In the given figure, ABCD is a parallelogram. If ar(∆BAP) = 10cm² & are(∆CPD) = 30cm² then find ar(//gm ABCD)
Answers
Answer:
Area of this parallelogram is 80cm^2.
Step-by-step explanation:
Draw a line on BC parallel to AB & DC from point P. And let the drawn line touches the line BC at O.

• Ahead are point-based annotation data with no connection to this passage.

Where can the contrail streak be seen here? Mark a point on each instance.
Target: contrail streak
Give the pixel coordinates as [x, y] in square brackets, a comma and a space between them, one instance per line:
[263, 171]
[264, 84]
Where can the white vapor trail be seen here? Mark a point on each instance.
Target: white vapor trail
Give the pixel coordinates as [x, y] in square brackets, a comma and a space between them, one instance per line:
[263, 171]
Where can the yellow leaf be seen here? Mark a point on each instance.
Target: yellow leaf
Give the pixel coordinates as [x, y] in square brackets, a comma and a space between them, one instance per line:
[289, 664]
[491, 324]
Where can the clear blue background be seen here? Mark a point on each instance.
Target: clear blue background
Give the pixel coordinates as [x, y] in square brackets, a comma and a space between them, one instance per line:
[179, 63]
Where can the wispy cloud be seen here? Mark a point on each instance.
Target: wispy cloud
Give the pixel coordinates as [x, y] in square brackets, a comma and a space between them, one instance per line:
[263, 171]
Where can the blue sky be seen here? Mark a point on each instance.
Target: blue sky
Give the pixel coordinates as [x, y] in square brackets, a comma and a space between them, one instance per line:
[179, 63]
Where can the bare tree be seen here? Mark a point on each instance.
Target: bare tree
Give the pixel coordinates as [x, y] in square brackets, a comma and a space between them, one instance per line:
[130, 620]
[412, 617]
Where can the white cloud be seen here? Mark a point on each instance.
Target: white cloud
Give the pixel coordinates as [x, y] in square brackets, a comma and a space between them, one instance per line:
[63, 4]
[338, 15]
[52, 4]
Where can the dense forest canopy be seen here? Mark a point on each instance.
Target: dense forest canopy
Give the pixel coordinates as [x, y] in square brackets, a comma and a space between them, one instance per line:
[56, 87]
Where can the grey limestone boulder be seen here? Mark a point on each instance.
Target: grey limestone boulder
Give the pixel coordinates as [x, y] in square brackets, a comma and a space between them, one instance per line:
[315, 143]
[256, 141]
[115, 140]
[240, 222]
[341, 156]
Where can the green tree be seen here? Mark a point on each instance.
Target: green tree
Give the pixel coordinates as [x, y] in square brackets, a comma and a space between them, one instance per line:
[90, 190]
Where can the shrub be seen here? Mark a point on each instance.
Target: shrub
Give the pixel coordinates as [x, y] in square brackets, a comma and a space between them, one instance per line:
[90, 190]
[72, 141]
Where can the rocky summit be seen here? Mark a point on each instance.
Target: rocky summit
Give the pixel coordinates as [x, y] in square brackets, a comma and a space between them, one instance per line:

= > area of ∆POB = area of ∆PAB { since both are congruent }
= > area of ∆POB = 10 cm^2
= > area of ∆POC = area of ∆PDC { since both are congruent }
= > area of ∆POC =30 cm^2
Thus,
= > Area of ∆BPC = area of POB + area of POC = 30 cm^2 + 10 cm^2 = 40 cm^2
= > Area of the parallelogram = area of ∆PAB + area of ∆PDC + area of BPC
= > Area of the parallelogram = 30 cm^2 + 10 cm^2 + 40 cm^2 = 80 cm^2
Hence, area of the parallelogram is 80 cm^2.
ar (∆ BAP) = 10 cm ²
ar (∆CPD) = 30 cm²
Let draw a line PO parallel to AB and DC
As we know that if a triangle and parallelogram are on same base and between same parallels that the area of triangle will be half of the area of parallelogram.
2 × ar(∆PBC) = ar( ABCD )
Now in ar( ∆ ABP) = ar( ∆ BPO )
and ar(∆DCP) = ar(∆POC)
Because these are congurent
ar(∆POB ) = 10 cm²
ar (∆POC) = 30 cm²
Area of∆ PBC = ar(∆POB) + ar(∆POC)
ar(∆PBC) = 10+30 = 40 cm²
Area of ABCD = 2{ar(∆PBC)
Area of ABCD = 2 × 40
Area of ||gm ABCD = 80 cm²